Single by Danny Kaye

from the album Hans Christian Andersen
- B-side: "Anywhere I Wander"
- Released: 1953
- Genre: Film, waltz
- Label: Brunswick
- Songwriter: Frank Loesser

= Wonderful Copenhagen =

"Wonderful Copenhagen" is a song and single written by Frank Loesser performed by Danny Kaye with Gordon Jenkins and his orchestra and released in 1953.

It was taken from the 1952 film, Hans Christian Andersen and is considered to be the best known song in the film. It occurs in the film where Andersen, played by Kaye, is about to be expelled from Odense and his apprentice Peter advocates going to Copenhagen.

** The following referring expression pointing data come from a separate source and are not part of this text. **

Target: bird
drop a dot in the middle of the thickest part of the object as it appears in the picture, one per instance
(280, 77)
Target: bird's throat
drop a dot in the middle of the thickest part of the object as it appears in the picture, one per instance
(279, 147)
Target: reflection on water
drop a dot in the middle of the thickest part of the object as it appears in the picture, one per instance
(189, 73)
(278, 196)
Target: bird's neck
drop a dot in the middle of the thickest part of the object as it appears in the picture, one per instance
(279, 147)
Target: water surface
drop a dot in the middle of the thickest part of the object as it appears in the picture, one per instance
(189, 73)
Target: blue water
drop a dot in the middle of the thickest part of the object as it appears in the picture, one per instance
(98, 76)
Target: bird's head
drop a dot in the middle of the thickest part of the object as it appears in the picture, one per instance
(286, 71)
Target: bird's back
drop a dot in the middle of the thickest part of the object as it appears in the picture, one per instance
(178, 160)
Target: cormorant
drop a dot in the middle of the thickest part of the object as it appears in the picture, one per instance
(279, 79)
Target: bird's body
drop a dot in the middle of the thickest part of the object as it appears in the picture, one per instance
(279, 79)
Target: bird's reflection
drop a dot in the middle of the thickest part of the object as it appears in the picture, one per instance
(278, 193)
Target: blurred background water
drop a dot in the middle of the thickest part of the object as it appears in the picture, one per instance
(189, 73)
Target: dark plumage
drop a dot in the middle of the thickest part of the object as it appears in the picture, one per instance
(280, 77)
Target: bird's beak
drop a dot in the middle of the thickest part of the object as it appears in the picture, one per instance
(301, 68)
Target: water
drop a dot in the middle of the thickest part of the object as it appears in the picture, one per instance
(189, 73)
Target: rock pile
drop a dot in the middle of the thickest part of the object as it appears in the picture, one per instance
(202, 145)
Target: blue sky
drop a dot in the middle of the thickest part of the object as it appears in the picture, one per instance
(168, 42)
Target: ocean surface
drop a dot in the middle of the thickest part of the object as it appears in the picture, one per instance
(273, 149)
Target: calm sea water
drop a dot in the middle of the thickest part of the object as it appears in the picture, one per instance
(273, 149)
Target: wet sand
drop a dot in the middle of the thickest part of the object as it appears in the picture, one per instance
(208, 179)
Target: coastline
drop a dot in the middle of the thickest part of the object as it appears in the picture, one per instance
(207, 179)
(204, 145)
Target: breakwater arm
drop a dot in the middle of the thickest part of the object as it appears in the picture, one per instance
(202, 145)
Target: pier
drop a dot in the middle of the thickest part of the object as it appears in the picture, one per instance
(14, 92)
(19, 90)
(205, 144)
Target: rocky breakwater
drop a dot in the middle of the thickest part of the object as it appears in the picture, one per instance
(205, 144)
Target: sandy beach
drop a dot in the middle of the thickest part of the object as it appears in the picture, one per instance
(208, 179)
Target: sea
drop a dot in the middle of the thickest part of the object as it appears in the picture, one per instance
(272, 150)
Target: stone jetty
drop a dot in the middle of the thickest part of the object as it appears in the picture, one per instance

The single reached number five in the UK Singles Chart in 1953 during a 10-week stay on the chart.

==Legacy==
Loesser had never visited Copenhagen when he wrote the song. The Danes took to the song and Loesser was greeted as a national hero when he subsequently visited Denmark.
The song was used by the local tourist organisation but was not a hit in Denmark due to Kaye's pronunciation of "Copenhagen", which made the word sound German and thus neither English nor Danish.

After the film, The Copenhagen Tourist Organisation took the name "Wonderful Copenhagen".